"Fullmetal Alchemist" Live Action?

A spoiler-free review

 By Tommy Doughty Contributor



Netflix has recently added the live action “Fullmetal Alchemist” movie for American viewers to finally see. As a fan of the original series and its reboot, I was looking forward to seeing this film. But what do most people usually feel when they hear that a beloved anime is being adapted to the big screen with real actors playing the characters?

Excitement and dread.

In the past, we have seen Hollywood totally destroy amazing anime and cartoon series (“Dragon Ball: Evolution,” “The Last Airbender,” “Kite,” etc.). Yet anime fans received a glimmer of hope with “Fullmetal Alchemist.” The movie was being produced by Japanese filmmakers and the whole cast consisted of Japanese actors. So that means it actually has a chance to be good right? Right??? Well, you thought wrong. Sorry.

The movie actually starts off okay. The cinematography is decent and the first action sequences are pretty fun. Unfortunately, it goes downhill from there.

Most of the acting is dull, the pace is off, and the story itself is all over the place. It feels like they just put together certain episodes and made a partial movie out of them. Yes, they do use some important plot points that help the main characters Ed (Ryôsuke Yamada) and Al (Atom Mizuishi) on their journey, but other than that, it felt like just another attempt to profit off an old television show.

For me, the only good part of this movie is Al’s armor. It is exactly how it should have looked and Mizuishi does a very nice job portraying him. The casting itself is fine, but when you take a show that utilizes so much movement and action, it’s hard to make the actors and effects look good on the big screen. It just looks corny and kind of funny to watch.  

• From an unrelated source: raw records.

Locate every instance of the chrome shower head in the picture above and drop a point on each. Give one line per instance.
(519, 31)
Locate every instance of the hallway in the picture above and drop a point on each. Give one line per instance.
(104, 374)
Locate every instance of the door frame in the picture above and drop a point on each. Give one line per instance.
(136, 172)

Overall, I wouldn’t recommend this movie to anybody. I would urge people to watch the original anime instead for a fuller and deeper story. If you do plan to watch the original anime, then make sure you watch “Fullmetal Alchemist” and then the reboot series “Fullmetal Alchemist: Brotherhood,” which follows the manga more closely. The anime series is definitely up there as one of the greats, but sadly the live action version is a big thumbs down. So, do yourself a favor and don’t waste your time on this flick. Both of the anime series are available to watch on Netflix and Crunchyroll.